Gap Fire leaves deep scars
The Gap Fire was officially controlled on Monday, but not before the pristine landscape was mostly charred to a crisp.
Upwards of 90 percent of the trees on the 1,400 acres of National Forest land burned in the fire are completely dead, said Bob Carey, a spokesperson for the U.S. Forest Service.
“What we’re trying to do is decide how we’ll approach the restoration project,” Carey said.
Because so many trees are dead and not just damaged by the fire, most of them will be removed from the burn area and taken to mills. Reforestation will begin in the spring, diverting seedlings to the area and possibly planting some pine cone seeds, but the entire area will not be restored.
“Ten years ago we would have flown in there and seeded the whole area,” Carey said. “We don’t do that any more.”
Restoring the burned area actually began before the fire was even contained.
On Thursday, members of the Suppression Rehabilitation team went into the fire area to assess damage caused by fighting the fire. Fixing the fire suppression damage caused by the bulldozers and hand crews has already begun. Restoring the soil damaged by suppression is important in keeping natural water channels, said suppression team leader Kathy Vanzuuk.
“The emphasis in that area will be watershed restoration,” Carey said, pointing out that the North Fork of the American River runs through the burn area. “We need to handle it carefully.”

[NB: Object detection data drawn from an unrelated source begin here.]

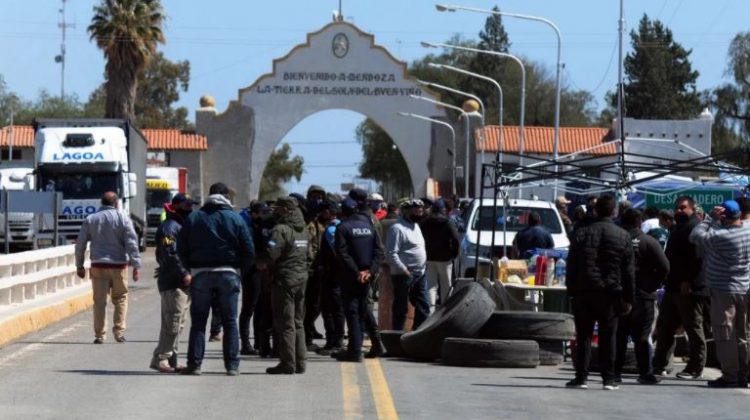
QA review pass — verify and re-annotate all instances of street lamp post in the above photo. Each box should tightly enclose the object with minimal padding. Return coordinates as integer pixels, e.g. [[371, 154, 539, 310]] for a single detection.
[[417, 80, 484, 196], [398, 112, 456, 197], [422, 42, 528, 198], [435, 4, 562, 196], [409, 95, 471, 198], [427, 63, 503, 171]]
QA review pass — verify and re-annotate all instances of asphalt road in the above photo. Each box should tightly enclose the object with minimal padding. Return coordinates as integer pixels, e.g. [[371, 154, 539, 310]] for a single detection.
[[0, 249, 750, 420]]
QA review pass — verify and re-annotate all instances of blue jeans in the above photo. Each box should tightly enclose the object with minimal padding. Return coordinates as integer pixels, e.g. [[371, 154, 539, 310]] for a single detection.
[[391, 274, 430, 330], [187, 271, 240, 370]]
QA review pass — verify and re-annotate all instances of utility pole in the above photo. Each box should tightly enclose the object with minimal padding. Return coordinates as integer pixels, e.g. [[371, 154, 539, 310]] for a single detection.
[[617, 0, 627, 192], [55, 0, 76, 100]]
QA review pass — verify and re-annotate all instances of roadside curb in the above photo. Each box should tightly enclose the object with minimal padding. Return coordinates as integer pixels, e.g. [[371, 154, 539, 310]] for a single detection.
[[0, 289, 94, 348]]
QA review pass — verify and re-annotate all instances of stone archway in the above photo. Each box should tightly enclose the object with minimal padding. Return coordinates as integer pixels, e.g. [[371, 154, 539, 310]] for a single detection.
[[196, 22, 444, 202]]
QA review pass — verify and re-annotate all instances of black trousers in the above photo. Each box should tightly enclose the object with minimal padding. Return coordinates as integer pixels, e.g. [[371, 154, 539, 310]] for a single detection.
[[320, 276, 346, 348], [615, 297, 656, 376], [653, 292, 710, 373], [240, 269, 261, 346], [573, 292, 620, 382], [304, 273, 321, 345]]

The Burn Area Emergency Team reported that the area needs to be monitored for noxious weeds like spotted nab weed and yellow star thistle that can crowd out native vegetation, causing an imbalance in the ecosystem, Vanzuuk said.
Bill Baker, a public information officer for the US Forest Service, said about 75 percent of the fire burned at high intensity, caused by low humidity, high temperatures and extremely dry and plentiful ground fuels. High intensity fires make it harder for forests to recover, he said.
“It looks like matchsticks out there,” Baker said while checking the burn area on Thursday. “These conditions are unusual. I’ve never seen anything quite like it.”